Let me give you four examples.
SEAGATE REPLICA I wrote a hopeful article about the Seagate Replica backup device, which is intended to back up a WinXP/Vista computer completely automatically. I haven’t had my hands on one yet and I’m still optimistic. It’s a little depressing, though, to read some of the comments from people on Amazon who raise reasonable complaints about the software, alleging that it bogs the system down while it does backups more or less continuously, or causes the device to mount and dismount over and over and over. Apparently the software monitors system and temporary files and is constantly writing changed files, slowing down the computer. Hmmm.
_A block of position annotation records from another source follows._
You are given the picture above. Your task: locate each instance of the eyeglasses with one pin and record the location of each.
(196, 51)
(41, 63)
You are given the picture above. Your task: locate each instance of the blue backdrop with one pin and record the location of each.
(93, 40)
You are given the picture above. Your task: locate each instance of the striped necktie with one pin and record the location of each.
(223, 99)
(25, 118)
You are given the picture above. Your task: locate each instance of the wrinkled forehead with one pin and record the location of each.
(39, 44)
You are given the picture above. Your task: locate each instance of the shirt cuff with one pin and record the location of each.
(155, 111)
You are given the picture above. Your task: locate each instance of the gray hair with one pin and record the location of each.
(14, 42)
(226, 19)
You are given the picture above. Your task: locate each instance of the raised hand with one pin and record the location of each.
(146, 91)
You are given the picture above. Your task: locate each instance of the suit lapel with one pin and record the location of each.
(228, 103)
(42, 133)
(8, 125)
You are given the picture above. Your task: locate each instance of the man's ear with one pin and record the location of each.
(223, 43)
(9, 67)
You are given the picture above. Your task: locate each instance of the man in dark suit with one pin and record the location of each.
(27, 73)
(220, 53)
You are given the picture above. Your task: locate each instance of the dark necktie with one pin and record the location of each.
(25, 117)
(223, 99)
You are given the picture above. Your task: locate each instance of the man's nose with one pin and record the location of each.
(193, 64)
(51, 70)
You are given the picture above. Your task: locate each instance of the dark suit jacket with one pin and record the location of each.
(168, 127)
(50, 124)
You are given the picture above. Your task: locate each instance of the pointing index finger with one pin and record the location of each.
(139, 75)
EXCHANGE DEFENDER Exchange Defender does spam filtering and mail archiving for many of my Small Business Server clients. The company suggested using its plugin for Outlook to monitor spam, rather than waiting for a daily email report, as I wrote up here. I tried the software. All of a sudden Outlook 2007 would hang for 30-45 seconds when I started it until the plugin was loaded. The software was slow to bring up the list of spam messages, and I never remembered to check it anyway. I removed it and went back to the daily report.
MEDIA CENTER EXTENDERS Last year I wrote a number of posts about Windows Media Center Extenders and my adventures setting up the HP MediaSmart Connect in the living room. Since then, HP has discontinued the MediaSmart Connect and most other manufacturers have discontinued their own Media Center Extenders. Microsoft gives the impression of giving up on getting a computer into the living room. The HP MediaSmart Connect will be on Craigslist soon. I just bought a Tivo.
CELL PHONES When my Verizon Motorola Q started to die, I did a reasonable amount of research into Windows Mobile phones and decided on an HTC TouchPro, which had some nice looking features and screen shots. A touchscreen, a special interface to replace the standard Windows Mobile screens, complimentary reviews – what was not to like? It took two months for me to call Verizon and beg for a replacement (“No.”) and another month to be reduced to a gibbering idiot ready to pay almost anything so I could throw the HTC Touch Pro into the trash can it so richly deserved. Most of the hundreds of negative reviews on the Verizon web site were added fairly recently, so I don’t feel completely foolish. But I am shaking my head at the attention being paid to the “long-awaited” HTC TouchPro 2, which is already getting favorable reviews that sound exactly the same as the reviews of the original version. (I paid full price for the HTC Ozone, which seems quite nice – on day two of using it. I’ll keep you posted.)
Hindsight seems to be the only way for us to learn about how new technology will work for us.